Pasca Indonesia merdeka, Pemerintah Indonesia punya semangat kuat melakukan reforma agraria sejati. Bersamaan dengan itu, Indonesia terjebak pada posisi sulit, perang atau berunding melawan Belanda dan sekutu. Di tengah tekanan kelompok pejuang yang ingin Indonesia berperang untuk mencapai kemerdekaan  100 persen, Pemerintah Indonesia memilih tindakan kontroversial: berunding dengan penjajah. Konstelasi politik inilah yang juga berpengaruh terhadap politik agraria Indonesia.

Sebab, setiap kali terjadi perundingan, terjadi pula pengurangan wilayah RI. Persetujuan Linggarjati melahirkan pengakuan de facto eksistensi RI hanya meliputi Jawa dan Sumatra. Ketika Belanda melanggar Linggarjati dan perang lagi, kemudian berunding lagi, lahir persetujuan Renville. Wilayah R.I mengkerut lagi. Renville dilanggar, perang lagi, hampir seluruh Indonesia diduduki tentara Belanda. Terjadi perang gerilya. Lahir perundingan “Roem van Royen” di bawah pengawasan PBB, yang kemudian mengantar kepada berlangsungnya Konferensi Meja Bundar (KMB).

Menurut Gunawan Wiradi, perundingan tersebut memang, dipandang dari satu sisi, misalnya perjanjian Linggarjati itu secara strategis menguntungkan Indonesia. “Karena, walaupun hanya berupa pengakuan de facto atas Jawa dan Sumatra, namun “pengakuan” itu sendiri kemudian menarik perhatian dunia, dan memberi peluang kepada Indonesia untuk bermanuver dalam pentas internasional,” ujarnya dalam makalah Politik Agraria dari Masa ke Masa.

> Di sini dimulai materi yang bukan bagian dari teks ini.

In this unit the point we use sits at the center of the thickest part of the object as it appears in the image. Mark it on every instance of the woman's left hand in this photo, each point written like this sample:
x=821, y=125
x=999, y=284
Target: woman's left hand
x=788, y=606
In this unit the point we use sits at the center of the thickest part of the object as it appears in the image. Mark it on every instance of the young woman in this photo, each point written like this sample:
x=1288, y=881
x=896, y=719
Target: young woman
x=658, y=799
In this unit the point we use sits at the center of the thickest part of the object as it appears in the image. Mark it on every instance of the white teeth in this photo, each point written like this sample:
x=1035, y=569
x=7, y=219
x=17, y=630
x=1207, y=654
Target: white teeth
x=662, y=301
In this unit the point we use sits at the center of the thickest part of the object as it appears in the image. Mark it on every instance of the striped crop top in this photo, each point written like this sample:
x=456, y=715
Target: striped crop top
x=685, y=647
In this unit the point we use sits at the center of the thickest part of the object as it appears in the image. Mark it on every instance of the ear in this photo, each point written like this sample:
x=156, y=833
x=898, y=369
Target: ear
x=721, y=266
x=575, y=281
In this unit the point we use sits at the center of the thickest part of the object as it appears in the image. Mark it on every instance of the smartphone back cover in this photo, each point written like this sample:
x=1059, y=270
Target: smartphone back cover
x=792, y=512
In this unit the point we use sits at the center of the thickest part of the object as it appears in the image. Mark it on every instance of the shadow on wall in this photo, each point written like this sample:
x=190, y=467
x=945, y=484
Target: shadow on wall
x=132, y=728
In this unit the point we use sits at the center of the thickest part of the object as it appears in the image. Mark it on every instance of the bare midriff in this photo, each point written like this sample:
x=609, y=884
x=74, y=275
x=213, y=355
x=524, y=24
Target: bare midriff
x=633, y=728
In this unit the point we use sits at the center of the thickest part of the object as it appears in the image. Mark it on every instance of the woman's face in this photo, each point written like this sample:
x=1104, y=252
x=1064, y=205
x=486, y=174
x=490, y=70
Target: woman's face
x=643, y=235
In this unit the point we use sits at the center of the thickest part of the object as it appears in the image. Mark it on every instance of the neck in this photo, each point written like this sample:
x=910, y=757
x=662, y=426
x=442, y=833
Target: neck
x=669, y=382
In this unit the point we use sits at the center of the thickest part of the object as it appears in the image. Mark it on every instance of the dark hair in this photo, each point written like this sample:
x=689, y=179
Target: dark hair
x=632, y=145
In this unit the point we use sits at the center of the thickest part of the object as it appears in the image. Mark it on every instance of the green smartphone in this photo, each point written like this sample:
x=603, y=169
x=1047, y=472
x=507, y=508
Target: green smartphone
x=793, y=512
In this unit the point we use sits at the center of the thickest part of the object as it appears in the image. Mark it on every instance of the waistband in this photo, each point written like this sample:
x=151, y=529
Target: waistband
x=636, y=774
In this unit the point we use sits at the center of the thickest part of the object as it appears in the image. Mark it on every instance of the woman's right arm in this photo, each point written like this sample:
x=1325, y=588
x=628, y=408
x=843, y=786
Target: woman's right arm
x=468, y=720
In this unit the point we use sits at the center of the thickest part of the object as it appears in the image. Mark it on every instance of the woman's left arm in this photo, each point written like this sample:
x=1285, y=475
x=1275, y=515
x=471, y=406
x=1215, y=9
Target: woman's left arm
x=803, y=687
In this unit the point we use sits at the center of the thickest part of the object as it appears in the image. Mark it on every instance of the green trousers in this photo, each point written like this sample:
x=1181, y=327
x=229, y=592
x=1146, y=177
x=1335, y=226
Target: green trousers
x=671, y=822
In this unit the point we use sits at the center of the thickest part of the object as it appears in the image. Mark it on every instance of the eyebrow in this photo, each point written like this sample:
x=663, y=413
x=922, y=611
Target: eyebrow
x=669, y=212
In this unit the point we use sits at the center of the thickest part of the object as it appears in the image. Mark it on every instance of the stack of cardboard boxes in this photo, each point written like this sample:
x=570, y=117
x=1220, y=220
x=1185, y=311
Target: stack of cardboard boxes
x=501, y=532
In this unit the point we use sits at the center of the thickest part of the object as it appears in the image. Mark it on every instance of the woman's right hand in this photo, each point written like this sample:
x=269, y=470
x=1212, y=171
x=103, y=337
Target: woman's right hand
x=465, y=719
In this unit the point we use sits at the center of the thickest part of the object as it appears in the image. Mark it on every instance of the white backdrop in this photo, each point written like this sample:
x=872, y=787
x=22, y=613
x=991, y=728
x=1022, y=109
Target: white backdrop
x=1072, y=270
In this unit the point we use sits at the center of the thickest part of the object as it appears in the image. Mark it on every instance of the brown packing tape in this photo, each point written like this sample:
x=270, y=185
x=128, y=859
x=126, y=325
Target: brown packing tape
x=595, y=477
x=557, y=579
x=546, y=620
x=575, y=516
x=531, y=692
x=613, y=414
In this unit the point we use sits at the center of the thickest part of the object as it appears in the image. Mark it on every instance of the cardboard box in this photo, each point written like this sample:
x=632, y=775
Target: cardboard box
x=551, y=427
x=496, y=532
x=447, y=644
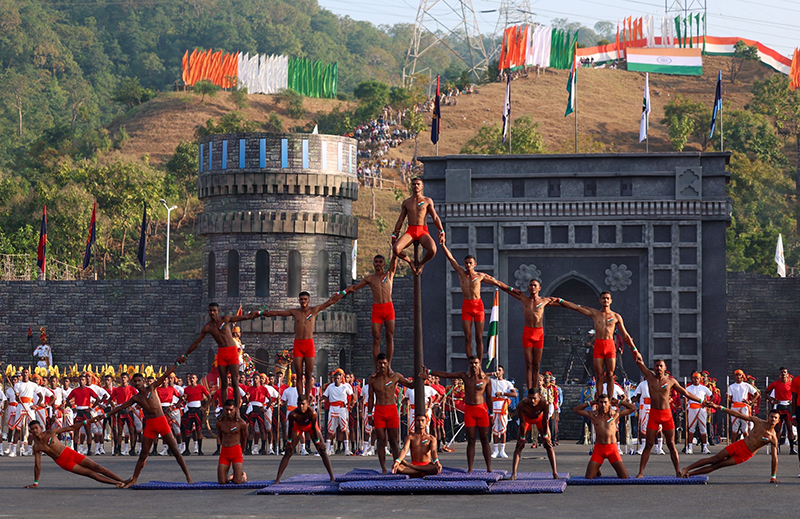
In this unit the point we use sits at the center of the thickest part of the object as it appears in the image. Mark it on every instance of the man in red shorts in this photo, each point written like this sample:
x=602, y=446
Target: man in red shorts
x=533, y=410
x=47, y=442
x=232, y=431
x=380, y=283
x=763, y=433
x=155, y=422
x=472, y=309
x=382, y=408
x=605, y=354
x=605, y=418
x=303, y=420
x=477, y=391
x=416, y=208
x=220, y=328
x=303, y=352
x=533, y=307
x=660, y=386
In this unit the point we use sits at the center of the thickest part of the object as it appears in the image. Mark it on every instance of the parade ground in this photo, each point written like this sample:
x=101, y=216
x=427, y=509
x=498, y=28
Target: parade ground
x=733, y=492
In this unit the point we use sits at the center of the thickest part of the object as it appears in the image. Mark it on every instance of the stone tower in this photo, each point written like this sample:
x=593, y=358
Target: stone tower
x=277, y=220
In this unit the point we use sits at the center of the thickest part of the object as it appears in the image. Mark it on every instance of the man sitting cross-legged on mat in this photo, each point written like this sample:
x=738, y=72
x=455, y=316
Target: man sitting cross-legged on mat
x=763, y=433
x=232, y=432
x=424, y=460
x=303, y=420
x=533, y=410
x=47, y=442
x=604, y=419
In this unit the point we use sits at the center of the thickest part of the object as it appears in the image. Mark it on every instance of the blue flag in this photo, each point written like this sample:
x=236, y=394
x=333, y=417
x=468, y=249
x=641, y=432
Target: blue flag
x=717, y=104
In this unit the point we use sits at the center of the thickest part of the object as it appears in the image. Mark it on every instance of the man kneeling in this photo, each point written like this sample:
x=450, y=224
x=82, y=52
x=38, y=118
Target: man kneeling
x=423, y=448
x=232, y=433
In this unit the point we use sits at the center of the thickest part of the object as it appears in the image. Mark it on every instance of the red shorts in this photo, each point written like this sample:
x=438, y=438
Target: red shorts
x=739, y=451
x=68, y=459
x=303, y=348
x=476, y=416
x=228, y=356
x=382, y=312
x=155, y=426
x=661, y=417
x=385, y=417
x=473, y=310
x=417, y=231
x=230, y=455
x=605, y=451
x=533, y=338
x=604, y=349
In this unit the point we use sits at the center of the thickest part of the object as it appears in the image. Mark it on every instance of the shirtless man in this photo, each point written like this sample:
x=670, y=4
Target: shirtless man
x=303, y=420
x=477, y=391
x=382, y=408
x=416, y=208
x=220, y=328
x=382, y=306
x=424, y=460
x=763, y=433
x=533, y=333
x=303, y=353
x=232, y=431
x=533, y=410
x=605, y=354
x=605, y=419
x=47, y=442
x=472, y=309
x=660, y=386
x=155, y=422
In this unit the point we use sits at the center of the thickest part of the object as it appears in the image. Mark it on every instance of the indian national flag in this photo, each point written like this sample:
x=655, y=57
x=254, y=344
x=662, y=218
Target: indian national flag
x=493, y=326
x=661, y=60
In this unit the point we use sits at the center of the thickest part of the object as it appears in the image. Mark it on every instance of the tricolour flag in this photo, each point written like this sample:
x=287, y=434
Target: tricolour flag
x=779, y=259
x=662, y=60
x=87, y=256
x=494, y=324
x=645, y=108
x=41, y=250
x=717, y=104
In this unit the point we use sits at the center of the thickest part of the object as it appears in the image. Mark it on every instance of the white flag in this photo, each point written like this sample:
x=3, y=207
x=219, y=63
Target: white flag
x=779, y=259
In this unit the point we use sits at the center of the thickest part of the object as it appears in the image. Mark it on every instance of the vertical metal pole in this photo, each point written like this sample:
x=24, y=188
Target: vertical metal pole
x=419, y=385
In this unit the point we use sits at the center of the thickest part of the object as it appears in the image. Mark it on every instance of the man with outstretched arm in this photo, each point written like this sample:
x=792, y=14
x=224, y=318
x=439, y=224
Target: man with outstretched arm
x=416, y=208
x=660, y=386
x=472, y=309
x=47, y=442
x=533, y=410
x=155, y=422
x=763, y=433
x=605, y=419
x=303, y=420
x=477, y=391
x=380, y=283
x=232, y=432
x=604, y=355
x=424, y=460
x=382, y=408
x=303, y=353
x=220, y=328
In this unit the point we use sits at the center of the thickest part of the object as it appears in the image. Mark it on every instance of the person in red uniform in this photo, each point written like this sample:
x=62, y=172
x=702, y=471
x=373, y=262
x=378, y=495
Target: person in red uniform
x=156, y=423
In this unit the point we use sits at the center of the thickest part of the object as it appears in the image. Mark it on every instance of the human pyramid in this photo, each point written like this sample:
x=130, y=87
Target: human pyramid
x=154, y=397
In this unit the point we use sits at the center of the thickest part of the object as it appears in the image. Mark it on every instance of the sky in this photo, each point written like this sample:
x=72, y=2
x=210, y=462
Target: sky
x=774, y=23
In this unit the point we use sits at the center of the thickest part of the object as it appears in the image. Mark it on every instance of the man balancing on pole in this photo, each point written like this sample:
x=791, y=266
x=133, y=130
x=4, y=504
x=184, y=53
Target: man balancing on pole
x=46, y=442
x=228, y=354
x=155, y=422
x=763, y=433
x=416, y=208
x=380, y=283
x=477, y=391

Namun jika dilihat dari sisi lain, lanjut dia, perundingan-perundingan tersebut dari Linggarjati, Renville sampai Roem-Royen, ternyata semua itu  prinsip isinya sama, yakni menuju kepada isi KMB yang sangat merugikan Indonesia sebagai negara merdeka. “Belanda menggunakan istilah “penyerahan” kedaulatan. Bukan “pengakuan” keda

KMB

ulatan. Kedaulatan tidak diserahkan kepada Republik Proklamasi tetapi kepada Republik Indonesia Serikat (RIS). RI Proklamasi hanya sebagai negara bagian,” terangnya.

Dalam perjanjian KMB itu semuanya merugikan Indonesia seperti mewajibkan Indonesia harus mengganti biaya perang Belanda dalam menyerang Indonesia. Itu menjadi hutang Indonesia. Dan, yang paling pokok dalam kaitannya soal program reforma agraria adalah rakyat harus kembali menyingkir dari tanah yang didudukinya sejak proklamasi. Perkebunan-perkebunan besar yang diduduki rakyat harus dikembalikan kepada pemegang haknya semula, yaitu kaum modal swasta Belanda.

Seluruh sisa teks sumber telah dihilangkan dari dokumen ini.